You are using Fs for the frequency array step width, which conflicts a bit with the usual notation of Fs as the sampling frequency, but I kept Fs as you have it.
By introducing a time array and trapz, you are implicitly declaring the fft to be an approximate representation of a fourier transform integral. Accordingly in the expression for AA_S, there is a factor of Ts for the width of each interval in the riemann sum.

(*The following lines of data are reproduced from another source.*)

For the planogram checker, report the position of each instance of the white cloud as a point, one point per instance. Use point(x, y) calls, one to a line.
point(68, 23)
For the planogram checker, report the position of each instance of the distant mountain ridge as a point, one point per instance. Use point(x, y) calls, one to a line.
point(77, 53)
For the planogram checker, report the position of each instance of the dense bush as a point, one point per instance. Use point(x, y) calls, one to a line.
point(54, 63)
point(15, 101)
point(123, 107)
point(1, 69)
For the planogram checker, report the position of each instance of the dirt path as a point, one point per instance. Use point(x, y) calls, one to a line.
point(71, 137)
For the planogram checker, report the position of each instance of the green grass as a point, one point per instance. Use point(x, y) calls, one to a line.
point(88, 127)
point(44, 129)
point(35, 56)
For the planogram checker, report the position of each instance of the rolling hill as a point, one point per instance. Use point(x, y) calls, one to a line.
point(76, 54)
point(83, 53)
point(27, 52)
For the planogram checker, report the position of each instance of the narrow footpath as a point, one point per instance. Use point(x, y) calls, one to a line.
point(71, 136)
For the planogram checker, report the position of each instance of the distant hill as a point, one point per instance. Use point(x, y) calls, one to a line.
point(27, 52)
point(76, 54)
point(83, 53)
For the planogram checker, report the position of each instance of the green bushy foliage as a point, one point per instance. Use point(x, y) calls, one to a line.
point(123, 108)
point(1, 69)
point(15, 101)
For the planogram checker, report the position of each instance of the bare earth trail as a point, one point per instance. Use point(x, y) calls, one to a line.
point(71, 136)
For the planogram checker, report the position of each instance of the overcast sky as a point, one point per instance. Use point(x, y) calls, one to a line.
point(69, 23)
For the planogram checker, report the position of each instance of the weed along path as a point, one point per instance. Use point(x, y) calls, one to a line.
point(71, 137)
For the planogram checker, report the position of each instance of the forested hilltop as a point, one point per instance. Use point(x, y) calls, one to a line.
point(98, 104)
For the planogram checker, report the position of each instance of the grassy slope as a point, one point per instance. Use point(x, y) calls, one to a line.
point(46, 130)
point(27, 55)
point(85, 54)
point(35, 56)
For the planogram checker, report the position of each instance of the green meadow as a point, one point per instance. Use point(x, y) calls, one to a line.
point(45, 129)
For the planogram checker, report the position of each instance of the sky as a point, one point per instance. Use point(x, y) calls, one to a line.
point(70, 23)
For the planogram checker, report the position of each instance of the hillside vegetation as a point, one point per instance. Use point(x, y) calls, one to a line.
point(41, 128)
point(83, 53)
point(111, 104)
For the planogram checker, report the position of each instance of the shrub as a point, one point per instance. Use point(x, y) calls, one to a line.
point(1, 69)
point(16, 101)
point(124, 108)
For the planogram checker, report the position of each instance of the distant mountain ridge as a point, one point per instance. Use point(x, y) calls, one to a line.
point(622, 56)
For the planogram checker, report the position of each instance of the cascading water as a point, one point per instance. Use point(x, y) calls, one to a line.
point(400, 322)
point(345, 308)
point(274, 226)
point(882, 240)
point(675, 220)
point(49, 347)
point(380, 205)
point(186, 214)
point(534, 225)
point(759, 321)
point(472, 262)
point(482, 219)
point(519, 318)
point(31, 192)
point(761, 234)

The TD and Freq results below agree.
N = 1000;
t = ((0:N-1)/N)*10;
Ts=t(2)-t(1);
AA=cos(2*pi*t);
TD_Result=sum(abs(AA).^2)*Ts
Fs = 1/(N*Ts);
frequencyAxis = ((0:N-1)/N)*Fs;
AA_S=fftshift(fft(AA))*Ts;
Freq_Result=sum(abs(AA_S).^2)*Fs
Another way, which dispenses with interval widths and is more signal processing oriented, is
N = 1000;
r = rand(1,N);
E1 = sum(r.^2)
g = fft(r);
E2 = sum(abs(g).^2)/N
When you prove parseval's theorem and plug in ffts, there is a sum over the product of a couple of complex exponentials, and that sum is zero except for one instance where the product of the exponentials is 1. Then the sum over points gives N, which gets compensated for by the 1/N factor on the last llne. Needless to say if you reverse engineeer your way out of the first method above, you can obtain the second method.